Once Upon a Castle - Jill Gregory [55]
“Yes, oh, yes, that’s good.” A smile bloomed across her face. “And once you get him out?”
“Sir Castor’s men will have horses ready. They’ll make for the drawbridge with him and stop for nothing. I’ll remain here, still in disguise.”
“No, you must go, too,” Arianne cried, fear bright in her eyes as she stared up at him. “Nicholas, they’ll be hunting for you…”
“I’m not leaving without you. Or without bringing Julian to his knees,” he replied quietly. His eyes lit with ruthless anticipation. “I’ll wait until Marcus and the others have marshaled our combined forces. When the signal for the attack is given, I’ll be well positioned to draw my sword against Duke Julian.”
She was silent. The immense danger looming before them lay like a rock upon her heart. Through the flickering candlelight, she studied Nicholas’s face, the fierce scar, the harsh readiness in his gray hawk’s eyes.
“What can I do?” she asked steadily, suddenly realizing that after this night she might never see him again. Anything might happen once their plan was set in motion. Anything at all…Death could come swiftly to him, to Marcus, even to herself.
“Keep close to Duchess Katerine. If fighting breaks out, lock yourselves in her rooms and stay there—“He broke off, frowning. “I recognize that look, Arianne. You don’t intend to follow a word of my instructions, do you?”
Her chin lifted higher. Violet eyes locked with his gray ones, reflecting back an implacability every bit as firm as his. “I promise to look after Katerine as best I can, but if fighting breaks out, I will not hide in a corner.

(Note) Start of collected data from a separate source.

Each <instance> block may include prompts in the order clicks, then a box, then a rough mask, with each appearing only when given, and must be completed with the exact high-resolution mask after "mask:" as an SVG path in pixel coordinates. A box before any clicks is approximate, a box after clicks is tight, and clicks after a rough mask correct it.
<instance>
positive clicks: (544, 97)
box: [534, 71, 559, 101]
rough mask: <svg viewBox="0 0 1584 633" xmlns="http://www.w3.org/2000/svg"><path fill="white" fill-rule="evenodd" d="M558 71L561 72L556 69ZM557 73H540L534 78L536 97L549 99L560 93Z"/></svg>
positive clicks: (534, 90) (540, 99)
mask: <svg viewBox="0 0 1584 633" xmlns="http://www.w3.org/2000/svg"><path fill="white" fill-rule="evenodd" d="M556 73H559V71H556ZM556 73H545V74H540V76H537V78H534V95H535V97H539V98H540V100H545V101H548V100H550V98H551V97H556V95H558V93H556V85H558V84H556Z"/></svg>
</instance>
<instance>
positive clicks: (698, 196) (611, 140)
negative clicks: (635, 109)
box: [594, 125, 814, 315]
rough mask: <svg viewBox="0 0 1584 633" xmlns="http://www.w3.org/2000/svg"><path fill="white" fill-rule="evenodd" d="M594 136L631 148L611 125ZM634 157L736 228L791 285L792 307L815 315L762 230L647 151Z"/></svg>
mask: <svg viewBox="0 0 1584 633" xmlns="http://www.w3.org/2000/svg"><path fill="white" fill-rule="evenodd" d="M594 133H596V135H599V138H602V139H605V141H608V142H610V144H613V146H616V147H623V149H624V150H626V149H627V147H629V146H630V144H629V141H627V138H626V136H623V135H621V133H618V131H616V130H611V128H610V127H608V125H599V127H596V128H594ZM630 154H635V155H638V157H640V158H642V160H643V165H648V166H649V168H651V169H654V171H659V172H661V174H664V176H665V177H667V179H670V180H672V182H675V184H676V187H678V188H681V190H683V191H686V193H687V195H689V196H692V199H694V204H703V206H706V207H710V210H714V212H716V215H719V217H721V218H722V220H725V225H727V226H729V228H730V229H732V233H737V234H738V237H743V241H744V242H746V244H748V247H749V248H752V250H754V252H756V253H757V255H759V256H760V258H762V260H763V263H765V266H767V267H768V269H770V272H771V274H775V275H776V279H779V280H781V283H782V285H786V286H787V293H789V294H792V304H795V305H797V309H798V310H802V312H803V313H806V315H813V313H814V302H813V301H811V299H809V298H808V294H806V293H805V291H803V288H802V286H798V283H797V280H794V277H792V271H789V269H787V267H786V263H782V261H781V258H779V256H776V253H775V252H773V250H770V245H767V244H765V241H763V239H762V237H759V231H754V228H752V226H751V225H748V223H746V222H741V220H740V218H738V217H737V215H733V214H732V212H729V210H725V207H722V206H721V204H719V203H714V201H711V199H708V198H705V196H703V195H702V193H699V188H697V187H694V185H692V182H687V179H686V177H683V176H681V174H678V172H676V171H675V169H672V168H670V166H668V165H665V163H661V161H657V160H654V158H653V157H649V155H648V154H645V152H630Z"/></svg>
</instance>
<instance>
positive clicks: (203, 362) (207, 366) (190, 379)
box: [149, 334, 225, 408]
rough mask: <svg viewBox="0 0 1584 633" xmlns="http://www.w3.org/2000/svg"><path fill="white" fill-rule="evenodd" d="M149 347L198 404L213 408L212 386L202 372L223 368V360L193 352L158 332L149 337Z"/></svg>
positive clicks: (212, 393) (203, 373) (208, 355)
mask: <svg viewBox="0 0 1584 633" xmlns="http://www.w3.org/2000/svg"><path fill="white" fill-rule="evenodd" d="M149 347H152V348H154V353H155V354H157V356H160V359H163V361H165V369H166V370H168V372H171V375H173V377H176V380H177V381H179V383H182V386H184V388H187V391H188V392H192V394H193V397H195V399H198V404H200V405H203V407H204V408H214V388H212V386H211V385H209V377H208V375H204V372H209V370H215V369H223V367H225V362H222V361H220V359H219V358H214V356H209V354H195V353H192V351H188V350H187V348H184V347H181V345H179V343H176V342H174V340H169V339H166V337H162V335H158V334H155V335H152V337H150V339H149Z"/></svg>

If I have a chance to run Duke Julian through, I’ll seize it!”
“All hell you will!” Nicholas dragged her to him with a roughness born of alarm. “You stay away from Julian. He’s ruthless and he would cut you down, woman or no, without a second glance.”
“Not if I drove a blade through his evil heart first!”
Fury swept across his face and smoldered in his eyes. His fingers tightened around her wrists painfully, but Nicholas didn’t notice how fierce his grip was until she winced. He let her go and stepped back, studying her with a darkening expression that had been known to strike terror into the hearts of armed and helmeted men. But she met his gaze unflinchingly.
“Arianne, if you don’t give me your word, I’ll have to lock you in the tower room. There’s no way in hell I’ll leave you to get yourself killed while I’m busy breaking Marcus out of the dungeon—“
“Tower room? What tower room?”
“Don’t change the subject,” he told her impatiently.
“I’m not, but…the gypsy said something to me about the tower room today. I’d forgotten about it until just now.”
“What did she say?”
“She just whispered something about the tower room. Oh, and something about the blue panel.”
Nicholas’s mouth tightened. “Now how would she know that? There is a secret door, opened by pressing on the blue panel near the stairway. Few know of the tower room. It is a sort of royal dungeon. My great-grandfather kept his enemy, the Earl of Axwith, a prisoner there for nearly three years until a kingly ransom was paid. One hundred years ago, a royal prisoner went mad after being confined there and threw himself out of the tower window onto the stone courtyard below. I thought at first that perhaps Julian would have kept Marcus there instead of in the dungeon.”
“He is not so thoughtful.” Arianne paced up and down the length of the small chamber, her feet whispering over the rushes. Candlelight gilded her hair, and the shadows thrown by her delicate strides played across her daintily elegant features. “I wonder why the gypsy told me of it,” she mused.
“Perhaps she knew that it was your destiny to be shut away there for the duration of this siege, if you will not give me your solemn oath to keep away from the danger.”